Öğrencilerden bahsetmiyorum bile, öğretmenler ve müdür de bu konu hakkında oldukça çaresizdi.

"Erzen, biliyorum bazı konularda insanları uyarmayı yıllardır seviyorsun ama... Artık sence de bunu durdurmanın zamanı gelmedi mi? On birinci sınıf oldun, notların her zaman 45'ten yukarısını görmüyor ve üstüne üstlük matematiğin ve fenin çok iyiymiş gibi gidip sayısal seçtin. İnsanlarla uğraşmayı bırakıp sence de derslere odaklanmanın tam zamanı değil mi?"

Matematik öğretmeni, sanki bir günde on yaş yaşlanmış gibi hissederek eliyle şakağını ovuşturdu ve önünde oturarak onu dikkatle dinleyen gence baktı. Genç de sanki dediklerine katılıyormuş gibi hızlıca başını salladı. Oldukça itaatkâr bir görünüm sergiliyordu, ki bu Matematik öğretmenin aslında aşina olduğu bir duruştu.

Bu gencin okul kurallarına karşı geldiği söylenemezdi. Aksine, her derse zamanında girerdi ve derslerde de uyumaz, dersleri dikkatle dinlerdi. Bu yüzden dokuzuncu sınıfta ilk yazılı yapıldığı dönem öğretmenler bu gençten oldukça umutluydu, bu kadar dikkatli bir şekilde dersi dinleyen kişinin notlarının kötü olacağını kimse düşünmemişti.

Ancak hepsi çıkan sonuçlara baktığında, kafalarından kaynar su döküldüğünü hissederek uzun bir süre sessiz kalmıştı.

Matematik öğretmeni, o zamanlar kağıtların değişip değişmediğini düşünen öğretmenleri hâlâ hatırlıyordu. Hatta Fizik öğretmeni dikkatle yanına gelip, "Hocam," demişti. "Erzen'in notları... yanlış isim falan mı yazdı acaba kendisi? Sordunuz mu?"

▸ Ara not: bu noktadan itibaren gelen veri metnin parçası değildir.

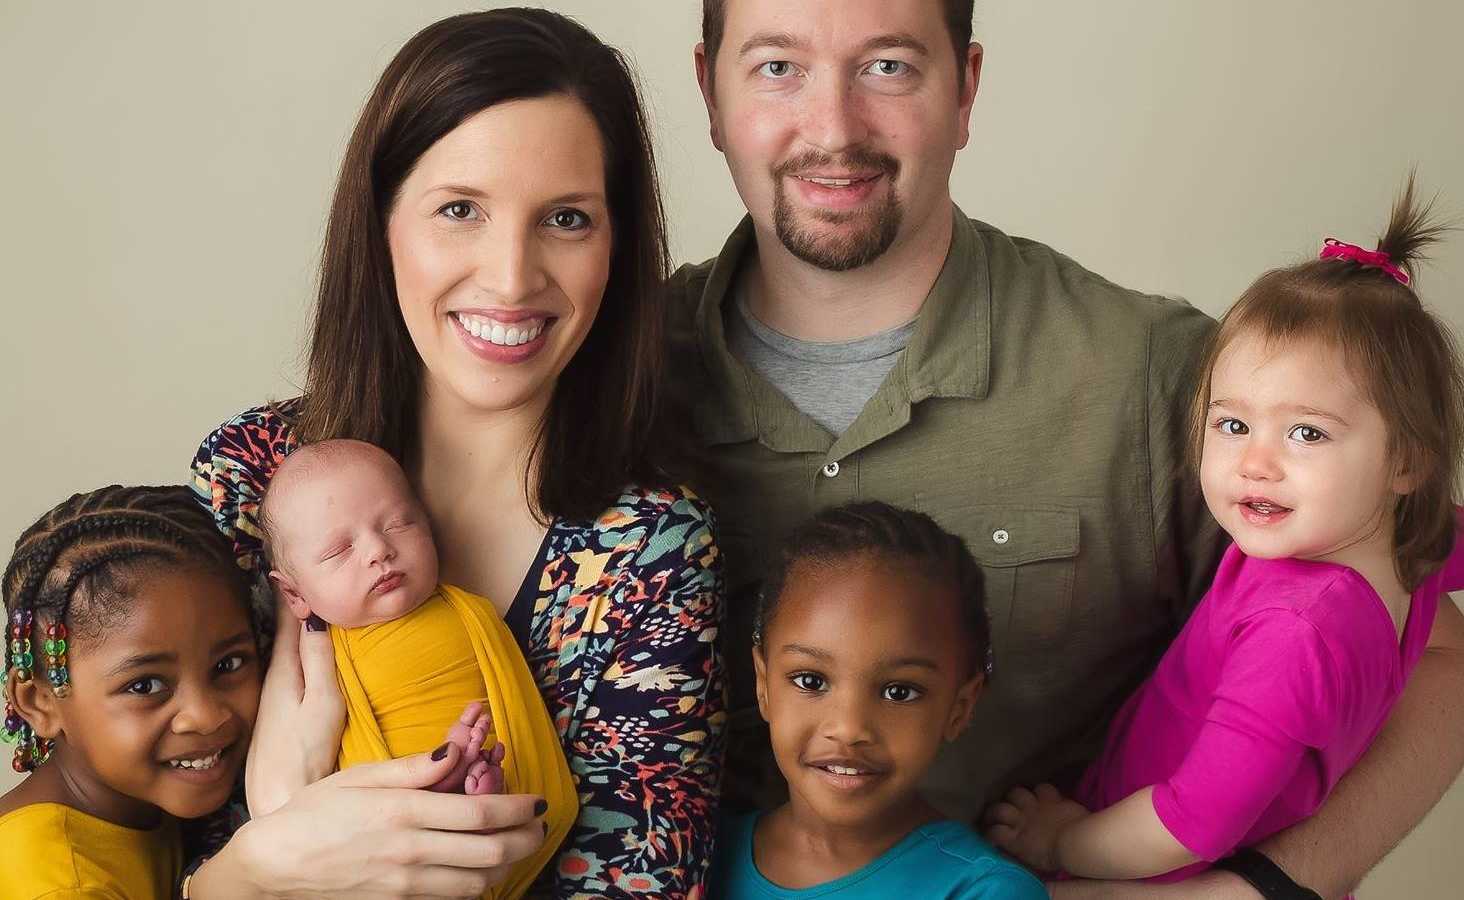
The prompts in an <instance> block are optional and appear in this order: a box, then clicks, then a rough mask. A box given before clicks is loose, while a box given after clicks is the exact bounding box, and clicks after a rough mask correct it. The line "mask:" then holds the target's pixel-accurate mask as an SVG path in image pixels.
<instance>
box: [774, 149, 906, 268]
mask: <svg viewBox="0 0 1464 900" xmlns="http://www.w3.org/2000/svg"><path fill="white" fill-rule="evenodd" d="M836 162H837V165H836ZM818 168H854V170H864V171H870V170H874V171H878V173H881V174H883V176H884V177H886V179H887V180H889V181H890V189H889V193H887V195H886V199H884V203H881V205H880V206H878V208H877V209H868V211H867V209H856V211H851V212H830V211H826V209H815V211H813V212H811V215H813V218H814V220H815V221H817V222H827V224H830V225H848V224H851V222H856V224H858V227H856V228H855V230H854V233H852V234H820V231H818V228H817V225H814V227H802V225H799V224H798V222H795V221H793V217H795V212H793V205H792V203H791V202H789V199H788V189H786V187H785V184H786V180H788V177H791V176H792V174H793V173H798V171H810V170H813V171H817V170H818ZM899 171H900V164H899V162H897V161H896V160H895V158H893V157H889V155H886V154H878V152H874V151H868V149H855V151H851V152H848V154H842V155H840V157H839V158H837V160H836V158H834V157H830V155H827V154H818V152H814V151H808V152H805V154H802V155H799V157H796V158H793V160H789V161H786V162H783V164H782V165H779V167H777V168H776V170H774V171H773V181H774V186H776V187H774V193H773V228H774V230H776V231H777V240H780V241H783V246H785V247H788V252H789V253H792V255H793V256H796V258H798V259H801V260H804V262H807V263H808V265H813V266H818V268H820V269H824V271H829V272H848V271H849V269H856V268H859V266H862V265H868V263H871V262H874V260H875V259H878V258H880V256H881V255H884V252H886V250H889V249H890V244H893V243H895V237H896V234H899V231H900V220H902V218H903V214H905V211H903V209H902V208H900V200H899V196H897V195H896V193H895V177H896V176H897V174H899ZM861 220H862V221H861Z"/></svg>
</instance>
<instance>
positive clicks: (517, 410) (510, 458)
mask: <svg viewBox="0 0 1464 900" xmlns="http://www.w3.org/2000/svg"><path fill="white" fill-rule="evenodd" d="M548 407H549V397H545V398H542V400H537V401H534V402H531V404H524V405H521V407H515V408H511V410H489V411H483V410H473V408H471V407H467V405H466V404H461V402H458V401H455V398H433V397H432V395H430V392H429V391H423V398H422V402H420V405H419V410H420V416H419V421H417V436H416V443H414V445H413V446H411V448H410V449H408V452H407V458H406V460H404V461H403V462H404V468H406V470H407V476H408V477H410V479H411V481H413V484H414V486H416V487H417V490H419V492H420V495H422V499H423V502H425V503H426V505H427V509H429V511H433V509H438V508H452V506H454V505H455V503H454V502H452V500H451V498H471V496H483V495H485V493H486V495H492V496H495V498H498V499H499V500H501V499H502V498H505V496H514V498H517V499H518V502H520V505H523V506H526V508H531V502H530V499H529V496H527V495H526V492H524V486H526V484H529V483H530V481H529V479H527V476H529V474H530V473H529V464H530V451H531V449H533V443H534V436H536V435H537V432H539V427H540V423H542V421H543V416H545V411H546V410H548Z"/></svg>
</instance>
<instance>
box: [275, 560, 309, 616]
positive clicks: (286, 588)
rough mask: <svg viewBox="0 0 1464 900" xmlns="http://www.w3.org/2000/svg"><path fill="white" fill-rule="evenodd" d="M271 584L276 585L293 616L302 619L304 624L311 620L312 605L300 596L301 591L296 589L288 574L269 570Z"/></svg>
mask: <svg viewBox="0 0 1464 900" xmlns="http://www.w3.org/2000/svg"><path fill="white" fill-rule="evenodd" d="M269 584H272V585H274V588H275V593H277V594H280V596H281V597H284V603H285V606H288V607H290V615H291V616H294V618H296V619H300V620H302V622H303V620H305V619H309V618H310V604H309V603H306V601H305V597H302V596H300V591H299V588H296V587H294V580H293V578H290V574H288V572H285V571H281V569H269Z"/></svg>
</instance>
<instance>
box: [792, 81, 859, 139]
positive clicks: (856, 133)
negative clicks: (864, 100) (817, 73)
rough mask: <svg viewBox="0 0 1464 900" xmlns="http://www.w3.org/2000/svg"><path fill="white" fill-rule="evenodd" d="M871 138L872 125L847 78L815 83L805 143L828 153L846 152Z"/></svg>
mask: <svg viewBox="0 0 1464 900" xmlns="http://www.w3.org/2000/svg"><path fill="white" fill-rule="evenodd" d="M868 138H870V126H868V121H867V119H865V110H864V104H862V102H861V100H859V97H858V94H856V91H855V89H854V85H851V83H849V80H848V79H845V78H834V76H827V78H823V79H818V80H815V83H814V85H813V89H811V91H810V95H808V104H807V107H805V111H804V140H807V142H808V143H811V145H814V146H817V148H818V149H821V151H824V152H829V154H839V152H845V151H848V149H851V148H854V146H859V145H862V143H864V142H865V140H868Z"/></svg>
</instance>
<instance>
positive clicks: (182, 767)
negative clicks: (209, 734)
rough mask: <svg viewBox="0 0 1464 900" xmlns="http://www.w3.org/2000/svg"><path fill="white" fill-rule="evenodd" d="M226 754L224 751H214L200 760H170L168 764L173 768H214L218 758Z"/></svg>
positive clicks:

Sormaz olur muydu? Matematik öğretmeni, şu ankinden biraz daha kısa ve zayıf Erzen'e aynı soruyu sormuş, ancak bu çocuk aynı itaatkâr duruşla otururken, "Hepsini kendim cevapladım." demişti. Şaşkın bakışları, 'Beni bunu sormak için mi çağırdınız?' der gibi biraz şikayetçiydi. "Hocam, ben asla kopya çekmem. Eğer çekersem karma bana sonrasında daha kötü bir olay yaşatabilir. Bu yüzden şu zamana kadar her zaman soruları kendim cevapladım ve asla başkasından bakmadım..."

Bunu o kadar ciddiyetle söylemişti ki, Matematik öğretmeni ilk başlarda kopya çekmeyen bir öğrencinin varlığına pek inanmadığı için çok bir şey söylememişti. Ancak yıllar geçtikçe ve bu kişinin notları her zaman aynı şeklini koruduğunda, sonunda bu gencin aslında gerçekten de o zamanlar doğruyu söylediğini anlamıştı.

En yüksek notu 45'ti ve o da soruların cevapları verildiği din dersindeydi! Bu genç kopya çekmemeye o kadar kararlıydı ki, öğretmen cevapları verse bile onlara bakmıyordu!

Matematik öğretmeni bunu gördüğü anda kafasında birkaç ipin koptuğunu hissetti. Tüm bedeni şaşkınlık içindeydi ve gencin ciddi bir şekilde dediği 'karma' lafını ağzında çiğneyip yok etme isteğiyle doluydu.